Malgrado la palese mancanza di fondamento, la teoria del legame tra biancheria intima e rischio di cancro al seno circola ancora in rete e molti si chiedono cosa ci sia di vero. Secondo i risultati di un sondaggio condotto in Irlanda nel 2015, per valutare la conoscenza nella popolazione dei fattori di rischio per il tumore del seno, più o meno una persona intervistata su tre credeva che l’uso di un reggiseno stretto aumentasse il rischio di tumore. È bene chiarire che si tratta di una teoria priva di fondamento, ma alcune delle osservazioni dei due autori meritano una smentita più puntuale. Per esempio, nel calcolare la diversa incidenza di malattia nelle popolazioni indigene, prima e dopo l’integrazione con altre popolazioni e le conseguenti modifiche di abitudini e comportamenti, i due antropologi si sono concentrati esclusivamente sull’uso o meno del reggiseno. Hanno così trascurato del tutto fattori di rischio ben noti e dimostrati, come i cambiamenti nell'alimentazione, la crescita del tasso di obesità, la maggiore sedentarietà, il minore allattamento al seno eccetera.

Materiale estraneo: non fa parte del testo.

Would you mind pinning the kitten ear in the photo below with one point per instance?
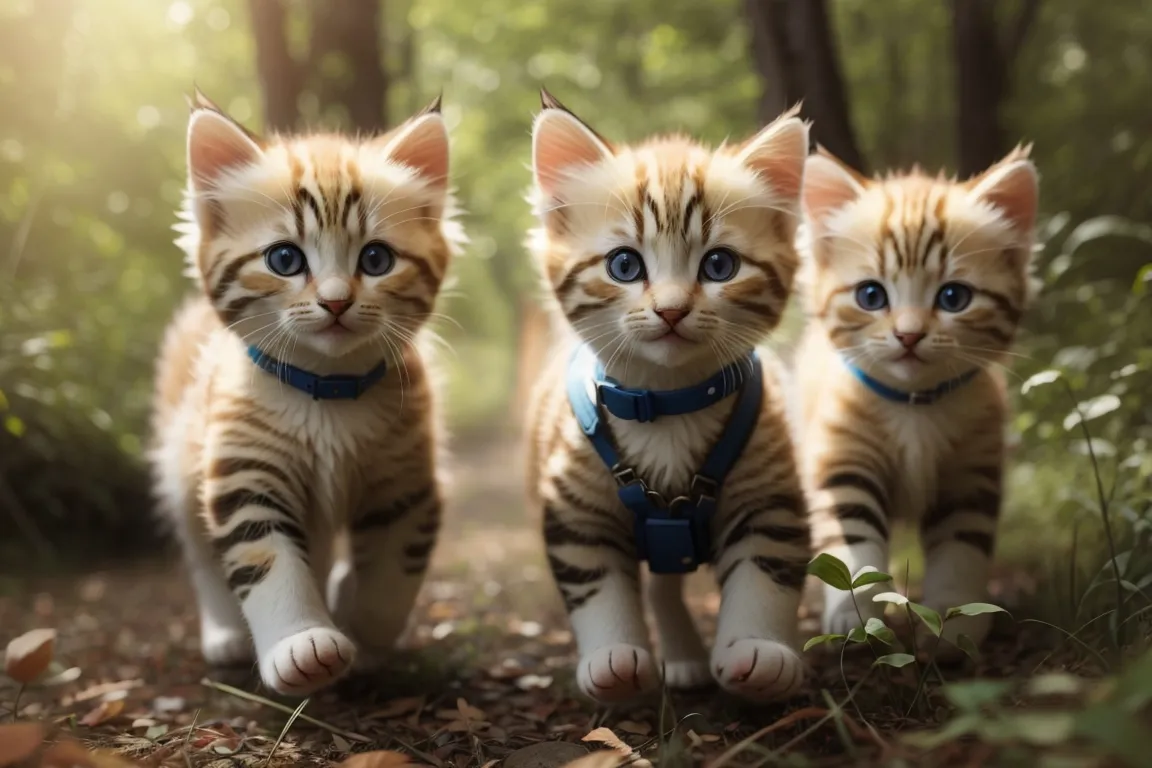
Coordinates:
(778, 152)
(215, 145)
(828, 185)
(422, 144)
(1012, 187)
(561, 143)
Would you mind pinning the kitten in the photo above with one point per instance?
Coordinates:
(317, 256)
(671, 261)
(915, 290)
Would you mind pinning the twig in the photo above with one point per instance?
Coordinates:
(258, 699)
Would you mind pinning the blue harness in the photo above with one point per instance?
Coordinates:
(674, 537)
(333, 387)
(916, 397)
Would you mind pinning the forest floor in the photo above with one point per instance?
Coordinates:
(487, 675)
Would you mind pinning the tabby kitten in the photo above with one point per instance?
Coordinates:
(293, 415)
(671, 261)
(915, 289)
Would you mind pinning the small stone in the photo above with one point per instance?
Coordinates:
(545, 754)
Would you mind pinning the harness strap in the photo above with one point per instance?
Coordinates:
(673, 537)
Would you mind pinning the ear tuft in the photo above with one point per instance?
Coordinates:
(778, 152)
(217, 145)
(422, 144)
(828, 185)
(562, 143)
(1013, 188)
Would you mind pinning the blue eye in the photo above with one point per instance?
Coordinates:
(871, 296)
(285, 259)
(719, 265)
(626, 265)
(377, 259)
(954, 297)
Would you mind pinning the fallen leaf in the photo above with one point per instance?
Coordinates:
(378, 759)
(103, 713)
(605, 736)
(29, 655)
(633, 727)
(19, 740)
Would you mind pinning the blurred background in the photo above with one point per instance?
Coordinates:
(93, 92)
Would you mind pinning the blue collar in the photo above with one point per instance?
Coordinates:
(649, 404)
(917, 397)
(333, 387)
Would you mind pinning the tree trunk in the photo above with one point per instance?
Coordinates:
(279, 74)
(795, 52)
(357, 84)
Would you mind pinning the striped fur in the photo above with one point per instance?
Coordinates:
(868, 462)
(673, 200)
(297, 515)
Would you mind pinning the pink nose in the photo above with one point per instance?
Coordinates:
(909, 340)
(672, 317)
(335, 306)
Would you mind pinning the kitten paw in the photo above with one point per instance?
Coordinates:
(687, 675)
(758, 670)
(307, 661)
(615, 673)
(226, 646)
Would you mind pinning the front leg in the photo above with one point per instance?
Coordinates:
(959, 538)
(392, 545)
(762, 562)
(256, 512)
(593, 561)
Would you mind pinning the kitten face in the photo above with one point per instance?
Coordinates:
(919, 279)
(330, 243)
(667, 252)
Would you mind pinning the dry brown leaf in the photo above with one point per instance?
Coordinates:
(634, 728)
(378, 759)
(19, 740)
(601, 759)
(29, 655)
(103, 713)
(605, 736)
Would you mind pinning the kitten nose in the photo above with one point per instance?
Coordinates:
(909, 340)
(673, 316)
(335, 306)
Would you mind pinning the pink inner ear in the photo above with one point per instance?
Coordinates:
(424, 147)
(1014, 195)
(827, 187)
(561, 143)
(217, 145)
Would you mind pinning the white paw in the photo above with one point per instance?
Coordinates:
(615, 673)
(687, 675)
(758, 670)
(226, 646)
(307, 661)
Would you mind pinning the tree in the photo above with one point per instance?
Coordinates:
(984, 62)
(795, 53)
(343, 67)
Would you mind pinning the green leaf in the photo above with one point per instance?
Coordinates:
(930, 617)
(880, 631)
(832, 571)
(821, 639)
(974, 609)
(894, 598)
(896, 660)
(972, 694)
(965, 644)
(869, 575)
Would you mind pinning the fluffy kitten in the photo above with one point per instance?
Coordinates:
(915, 291)
(324, 253)
(669, 260)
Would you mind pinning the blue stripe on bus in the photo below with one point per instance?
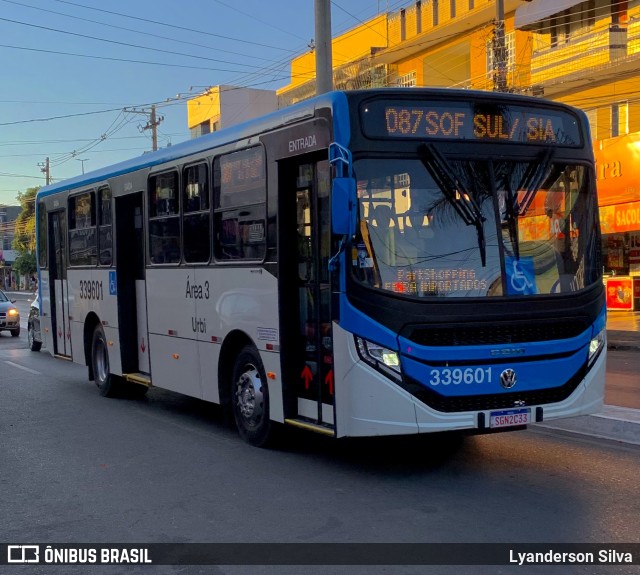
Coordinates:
(484, 379)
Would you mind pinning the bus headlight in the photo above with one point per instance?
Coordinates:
(595, 346)
(379, 357)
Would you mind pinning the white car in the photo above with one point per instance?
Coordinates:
(9, 315)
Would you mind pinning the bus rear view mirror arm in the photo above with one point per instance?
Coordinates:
(343, 207)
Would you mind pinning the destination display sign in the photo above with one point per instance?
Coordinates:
(470, 121)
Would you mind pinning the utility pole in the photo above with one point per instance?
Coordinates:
(83, 160)
(499, 51)
(324, 60)
(152, 124)
(44, 168)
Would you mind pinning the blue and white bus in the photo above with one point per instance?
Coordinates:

Il meccanismo ipotizzato (ovvero il ristagno del liquido linfatico) non ha alcun riscontro nella fisiologia del seno. La linfa della mammella viene infatti drenata a livello dei linfonodi del braccio, che non sono compressi dal reggiseno, mentre non vi sono vie di drenaggio a livello della piega sotto il seno. Infine, lo studio epidemiologico da loro condotto nelle donne statunitensi non tiene conto del fatto che le donne in sovrappeso tendono ad avere mammelle più grosse e pesanti e a usare il reggiseno per più ore. Si tratta di un classico caso di inferenza scorretta: è il sovrappeso il fattore di rischio per il cancro, e non l'uso del reggiseno, che è solo un fenomeno collaterale.

Lo studio definitivo

Per smentire definitivamente quest'ipotesi senza fondamento, Lu Chen, un ricercatore del Fred Hutchinson Cancer Research Center di Seattle, negli Stati Uniti, ha pubblicato nel settembre 2014 i risultati di uno studio dedicato al tema, sulla rivista Cancer Epidemiology, Biomarkers & Prevention. Lo scienziato ha esaminato 1.000 donne con cancro al seno diagnosticato tra il 2000 e il 2004, confrontandole con circa 500 donne sane; tutte le partecipanti allo studio avevano un’età compresa tra i 55 e i 74 anni. Le donne malate erano affette dalle due forme più comune di cancro al seno, quello lobulare o quello duttale invasivo. I ricercatori hanno raccolto informazioni sulla misura di reggiseno, il modello, la presenza o meno di ferretti o sostegni rigidi, il numero medio di ore e l'età di inizio d'uso di questo indumento in tutte le donne reclutate nello studio. I risultati sono stati confrontati con altri parametri importanti come la storia familiare di cancro al seno, l'uso di ormoni per contraccezione o per la terapia della menopausa. Mentre l'uso del reggiseno non è risultato in alcun modo correlato con la malattia, altri fattori già noti, come la familiarità o l’uso di ormoni, si sono confermati rilevanti nel favorire lo sviluppo di questo tipo di tumore.

In conclusione

La teoria secondo cui le donne che indossano il reggiseno hanno un rischio più alto di sviluppare un tumore al seno si basa su presupposti non corretti ed è stata smentita da uno studio condotto su un grande numero di donne. Il fattore che genera maggiore confusione riguardo a questo argomento è l’obesità: le donne sovrappeso o obese indossano quasi sempre il reggiseno per sostenere il peso di mammelle grosse, mentre le donne di peso nella norma hanno minore necessità di usare il reggiseno. Il fatto che il tumore al seno sia più frequente tra le prime è legato, tra le altre cose, all’obesità, noto fattore di rischio per molti tipi di tumori, e non all’uso della biancheria.